As ordered reported by the House Committee on Financial Services on June 7, 2018
Summary
Under current law, shareholders’ proposals may be excluded from the proxy statements of publicly traded companies if the proposals are substantially the same as others presented for a vote within the previous five years. If a proposal fails to receive 3 percent support in a first vote, 6 percent on the second, or 10 percent after the third vote in a five-year period, the company may exclude it. H.R. 5756 would raise those thresholds to 6 percent, 15 percent, and 30 percent, respectively.
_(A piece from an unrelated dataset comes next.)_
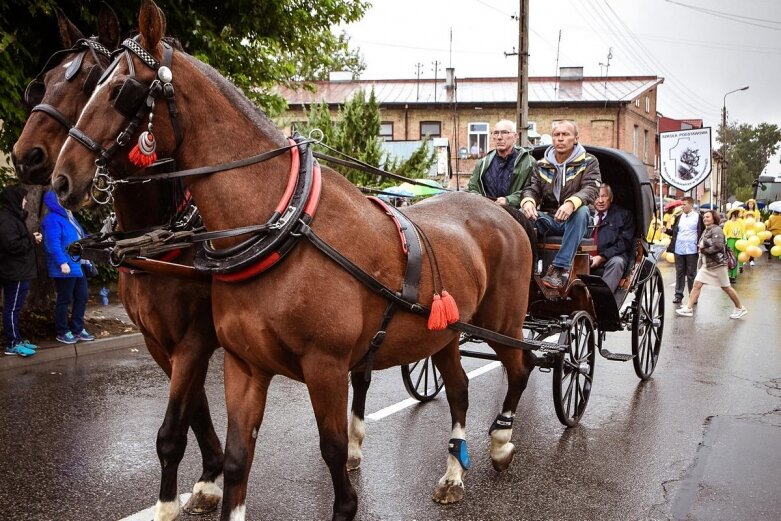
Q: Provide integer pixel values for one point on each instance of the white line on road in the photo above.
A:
(409, 402)
(146, 515)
Using information from the Securities and Exchange Commission (SEC) on the costs of similar activities, CBO estimates that implementing H.R. 5756 would cost less than $500,000 for the agency to amend its rules. However, the SEC is authorized to collect fees sufficient to offset its annual appropriation; therefore, CBO estimates that the net effect on discretionary spending would be negligible, assuming appropriation actions consistent with that authority.
Enacting
CBO estimates that enacting H.R. 5756 would not increase net direct spending or on-budget deficits in any of the four consecutive 10-year periods beginning in 2029.
H.R. 5756 contains no intergovernmental mandates as defined in the Unfunded Mandate Reform Act (UMRA) and would not affect the budgets of state, local, or tribal governments. If the SEC increased fees to offset the costs of amending its rules, H.R. 5756 would increase the cost of an existing mandate on private entities required to pay those fees. Using information from the SEC, CBO estimates that such an increase would amount to no more than $500,000, falling well below the annual threshold for private-sector mandates established in UMRA ($160 million in 2018, adjusted annually for inflation).